I am a sugar addict, big time. It’s clearly sugar because I never binge on vegetables! Simple carbs too, which are not much better than sugar (so I am told).
This is an addiction I’ve had since I was 9 years old – some 24 years. I’ve been fighting it actively since 2010, now into my seventh year of ongoing battles.
My high watermark was losing 9 stone with all thanks to following the LighterLife plan. I remain grateful to them. If followed diligently theirs is a plan that demonstrably works. It’s sticking to it over the long term that I struggled with. I tried no less than four times since my initial successful time with their plan. Every time I returned it became increasingly difficult to stay on plan.
The same applied to all other diet plans I tried since. I just couldn’t stick with them. Then, about two years ago, I decided that enough is enough. I gave up entirely. I sank into a depression. Suicide was seriously contemplated, and even planned.
But I sought help. I got on anti-depressants and eventually into counselling. A dear friend of mine who wanted to get into coaching offered to help me. I went on a new journey. I reconnected with God, and I decided to stop trying plans and tackle this differently. It was time to focus on the addiction and the binge eating.

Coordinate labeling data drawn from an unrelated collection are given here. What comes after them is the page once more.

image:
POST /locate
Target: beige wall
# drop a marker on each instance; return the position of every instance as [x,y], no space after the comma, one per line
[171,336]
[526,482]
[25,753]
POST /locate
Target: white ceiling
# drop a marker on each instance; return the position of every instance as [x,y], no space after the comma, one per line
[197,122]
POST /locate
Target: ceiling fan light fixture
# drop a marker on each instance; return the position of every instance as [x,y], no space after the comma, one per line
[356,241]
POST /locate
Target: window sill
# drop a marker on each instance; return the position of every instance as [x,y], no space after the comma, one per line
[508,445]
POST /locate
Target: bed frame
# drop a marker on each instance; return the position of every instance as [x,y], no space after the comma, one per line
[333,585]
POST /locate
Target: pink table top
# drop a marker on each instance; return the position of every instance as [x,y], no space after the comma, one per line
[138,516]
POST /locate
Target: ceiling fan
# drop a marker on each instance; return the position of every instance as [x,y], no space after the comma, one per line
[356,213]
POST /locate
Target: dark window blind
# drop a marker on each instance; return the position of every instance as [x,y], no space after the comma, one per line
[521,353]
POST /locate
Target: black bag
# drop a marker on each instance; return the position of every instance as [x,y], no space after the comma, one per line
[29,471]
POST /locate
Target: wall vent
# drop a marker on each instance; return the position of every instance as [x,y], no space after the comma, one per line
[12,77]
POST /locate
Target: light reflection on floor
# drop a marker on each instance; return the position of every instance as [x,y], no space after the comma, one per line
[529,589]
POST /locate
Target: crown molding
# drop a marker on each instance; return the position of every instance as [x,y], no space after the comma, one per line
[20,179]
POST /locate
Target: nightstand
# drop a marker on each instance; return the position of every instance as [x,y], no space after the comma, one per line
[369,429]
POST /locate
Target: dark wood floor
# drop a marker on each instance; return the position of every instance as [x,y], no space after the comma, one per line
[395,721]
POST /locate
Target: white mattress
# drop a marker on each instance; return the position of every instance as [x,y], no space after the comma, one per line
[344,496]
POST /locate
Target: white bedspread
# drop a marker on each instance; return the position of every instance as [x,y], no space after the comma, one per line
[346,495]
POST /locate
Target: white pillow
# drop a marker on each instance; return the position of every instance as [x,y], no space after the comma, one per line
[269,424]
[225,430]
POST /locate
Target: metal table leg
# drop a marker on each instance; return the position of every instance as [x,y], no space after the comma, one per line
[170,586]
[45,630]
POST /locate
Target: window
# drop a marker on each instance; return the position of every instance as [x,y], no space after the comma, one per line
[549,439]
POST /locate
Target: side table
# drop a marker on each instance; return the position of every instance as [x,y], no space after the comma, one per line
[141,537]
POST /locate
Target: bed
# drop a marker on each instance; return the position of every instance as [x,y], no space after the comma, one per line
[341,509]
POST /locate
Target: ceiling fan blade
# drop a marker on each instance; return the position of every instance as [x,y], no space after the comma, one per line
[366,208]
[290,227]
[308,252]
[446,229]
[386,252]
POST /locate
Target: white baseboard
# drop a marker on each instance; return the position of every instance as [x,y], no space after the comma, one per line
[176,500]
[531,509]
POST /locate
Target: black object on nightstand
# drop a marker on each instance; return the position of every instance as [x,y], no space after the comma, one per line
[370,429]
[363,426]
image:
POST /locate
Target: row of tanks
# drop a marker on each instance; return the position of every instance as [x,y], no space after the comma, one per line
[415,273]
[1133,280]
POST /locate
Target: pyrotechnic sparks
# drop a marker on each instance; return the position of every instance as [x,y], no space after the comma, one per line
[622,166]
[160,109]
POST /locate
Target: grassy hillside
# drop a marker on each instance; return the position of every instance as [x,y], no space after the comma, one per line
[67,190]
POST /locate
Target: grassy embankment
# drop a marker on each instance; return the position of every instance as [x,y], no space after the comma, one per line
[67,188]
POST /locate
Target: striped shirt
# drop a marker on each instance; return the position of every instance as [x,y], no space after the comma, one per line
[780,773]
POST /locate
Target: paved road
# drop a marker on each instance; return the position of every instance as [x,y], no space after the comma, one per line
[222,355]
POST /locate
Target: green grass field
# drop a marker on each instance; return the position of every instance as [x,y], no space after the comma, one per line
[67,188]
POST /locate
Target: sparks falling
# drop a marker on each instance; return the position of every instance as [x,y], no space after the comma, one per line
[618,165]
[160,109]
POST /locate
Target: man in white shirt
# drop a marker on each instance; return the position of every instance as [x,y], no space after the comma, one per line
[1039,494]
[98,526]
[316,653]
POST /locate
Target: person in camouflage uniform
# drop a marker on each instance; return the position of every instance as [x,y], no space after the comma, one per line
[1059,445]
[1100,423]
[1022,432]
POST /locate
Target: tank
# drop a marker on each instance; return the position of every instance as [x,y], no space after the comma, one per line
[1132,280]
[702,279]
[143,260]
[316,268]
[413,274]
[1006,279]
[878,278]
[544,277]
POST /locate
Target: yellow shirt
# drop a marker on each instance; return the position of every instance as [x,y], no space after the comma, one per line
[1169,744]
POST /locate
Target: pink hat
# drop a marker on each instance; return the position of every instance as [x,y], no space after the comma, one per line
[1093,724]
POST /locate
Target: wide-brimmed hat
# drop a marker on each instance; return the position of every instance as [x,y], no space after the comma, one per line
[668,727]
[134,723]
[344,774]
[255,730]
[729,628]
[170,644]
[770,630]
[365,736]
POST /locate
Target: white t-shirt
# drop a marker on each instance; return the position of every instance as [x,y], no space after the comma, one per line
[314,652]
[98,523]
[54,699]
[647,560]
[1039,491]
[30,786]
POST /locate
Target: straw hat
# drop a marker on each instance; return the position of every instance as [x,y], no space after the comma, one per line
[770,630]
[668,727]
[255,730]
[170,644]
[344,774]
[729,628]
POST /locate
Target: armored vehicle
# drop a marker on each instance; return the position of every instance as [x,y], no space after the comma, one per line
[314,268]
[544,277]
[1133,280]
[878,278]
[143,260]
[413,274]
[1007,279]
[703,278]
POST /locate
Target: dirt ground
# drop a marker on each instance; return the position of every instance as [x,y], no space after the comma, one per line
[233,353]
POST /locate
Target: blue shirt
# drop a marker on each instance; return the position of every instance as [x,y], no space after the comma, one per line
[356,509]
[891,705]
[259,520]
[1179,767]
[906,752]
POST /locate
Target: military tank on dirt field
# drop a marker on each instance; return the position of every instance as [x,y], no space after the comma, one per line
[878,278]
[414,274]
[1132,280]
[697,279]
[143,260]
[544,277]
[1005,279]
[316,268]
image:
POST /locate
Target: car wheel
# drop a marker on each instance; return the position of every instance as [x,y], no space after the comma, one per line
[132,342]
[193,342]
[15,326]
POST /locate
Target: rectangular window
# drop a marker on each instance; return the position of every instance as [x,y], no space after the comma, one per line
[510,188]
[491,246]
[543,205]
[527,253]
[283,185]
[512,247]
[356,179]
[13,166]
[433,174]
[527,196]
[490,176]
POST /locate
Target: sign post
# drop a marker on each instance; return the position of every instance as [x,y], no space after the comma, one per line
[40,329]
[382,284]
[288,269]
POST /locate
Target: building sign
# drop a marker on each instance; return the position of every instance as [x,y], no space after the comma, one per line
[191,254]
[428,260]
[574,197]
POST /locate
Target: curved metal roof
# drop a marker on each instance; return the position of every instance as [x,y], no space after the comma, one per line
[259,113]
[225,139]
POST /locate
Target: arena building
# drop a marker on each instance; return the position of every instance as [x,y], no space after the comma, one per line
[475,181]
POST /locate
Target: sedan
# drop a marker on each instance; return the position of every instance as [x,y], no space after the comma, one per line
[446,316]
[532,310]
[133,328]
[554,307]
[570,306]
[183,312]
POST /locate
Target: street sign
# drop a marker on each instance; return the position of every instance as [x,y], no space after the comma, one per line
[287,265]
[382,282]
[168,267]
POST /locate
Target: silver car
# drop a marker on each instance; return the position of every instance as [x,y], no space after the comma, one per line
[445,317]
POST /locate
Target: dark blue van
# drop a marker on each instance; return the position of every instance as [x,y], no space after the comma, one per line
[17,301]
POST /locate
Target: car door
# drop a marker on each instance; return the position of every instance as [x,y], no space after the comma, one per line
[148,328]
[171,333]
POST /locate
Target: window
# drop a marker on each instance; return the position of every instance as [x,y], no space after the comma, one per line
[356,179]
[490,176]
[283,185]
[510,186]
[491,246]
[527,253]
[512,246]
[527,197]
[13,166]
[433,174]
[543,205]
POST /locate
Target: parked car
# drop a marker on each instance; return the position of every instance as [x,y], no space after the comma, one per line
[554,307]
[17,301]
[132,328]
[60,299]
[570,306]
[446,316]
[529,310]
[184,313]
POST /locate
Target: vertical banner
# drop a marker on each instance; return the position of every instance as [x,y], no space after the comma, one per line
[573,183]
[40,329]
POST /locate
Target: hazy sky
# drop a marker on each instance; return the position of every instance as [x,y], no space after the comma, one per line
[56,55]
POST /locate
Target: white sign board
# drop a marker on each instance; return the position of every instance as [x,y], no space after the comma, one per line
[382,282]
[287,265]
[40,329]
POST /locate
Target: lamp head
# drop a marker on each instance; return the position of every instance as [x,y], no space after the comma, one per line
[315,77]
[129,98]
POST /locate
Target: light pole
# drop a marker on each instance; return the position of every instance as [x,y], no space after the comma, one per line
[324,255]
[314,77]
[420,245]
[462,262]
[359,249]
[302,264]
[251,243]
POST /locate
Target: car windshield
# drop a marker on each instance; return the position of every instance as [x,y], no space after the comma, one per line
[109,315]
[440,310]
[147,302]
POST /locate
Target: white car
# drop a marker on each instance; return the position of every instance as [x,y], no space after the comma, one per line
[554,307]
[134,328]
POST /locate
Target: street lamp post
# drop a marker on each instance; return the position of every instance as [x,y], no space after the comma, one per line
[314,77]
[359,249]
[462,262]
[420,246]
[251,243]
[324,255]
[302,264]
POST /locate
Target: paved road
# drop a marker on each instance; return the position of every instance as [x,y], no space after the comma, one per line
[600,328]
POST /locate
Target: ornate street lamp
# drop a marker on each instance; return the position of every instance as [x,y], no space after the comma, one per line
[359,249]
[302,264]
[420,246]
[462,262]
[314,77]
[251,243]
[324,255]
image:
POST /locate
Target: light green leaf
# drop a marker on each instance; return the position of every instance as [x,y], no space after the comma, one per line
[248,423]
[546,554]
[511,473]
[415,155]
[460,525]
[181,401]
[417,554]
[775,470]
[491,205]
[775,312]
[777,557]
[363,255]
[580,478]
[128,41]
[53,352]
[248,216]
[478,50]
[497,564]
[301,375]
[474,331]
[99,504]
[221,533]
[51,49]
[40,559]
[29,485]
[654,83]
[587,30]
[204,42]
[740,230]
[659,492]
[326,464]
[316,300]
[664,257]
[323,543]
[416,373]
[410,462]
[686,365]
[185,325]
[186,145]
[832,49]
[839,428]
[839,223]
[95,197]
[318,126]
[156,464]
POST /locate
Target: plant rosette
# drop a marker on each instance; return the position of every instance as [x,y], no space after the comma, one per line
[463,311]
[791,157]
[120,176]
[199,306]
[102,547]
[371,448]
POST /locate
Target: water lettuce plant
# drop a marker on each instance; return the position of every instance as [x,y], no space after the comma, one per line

But more than that. I decided to get out more. I’m not just a sugar addict. I’m a computer addict too. Always on a technological device or gadget, always working on my computer. I stoped playing games for hours (days) on end in around 2005, but I’m still not free of this particular addiction. It’s also my livelihood!
I’m making progress. A dear friend and client has been extremely supportive and helpful to me. He supports my new ambition – to grow my way out of my computer addiction. I need to grow my business to the point where I can take on another person to help me – my first hire. They would be the one to sit at the computer and deliver the work, allowing me to focus on my clients through face to face activities. I’m no longer the geek in the corner and feel confident dealing with people, presenting, consulting and generally kicking down doors for my clients so they can get things done and move their businesss forward.
There is for the first time in years a real medium to long term plan. A light at the end of a very dark and very long tunnel. Four days is but the blink of an eye, but it’s also a very long time to someone as seriously addicted as me.
Sugar addiction or addictive overeating is horrible. As the fog lifts, new feelings of remorse, regret and anxiety take over. There’s an emotional stabbing sensation that strikes whenever I think about how I have been wasting my life. There is regret over the people and things I have neglected or mistreated. There’s also a bloody persistent headache.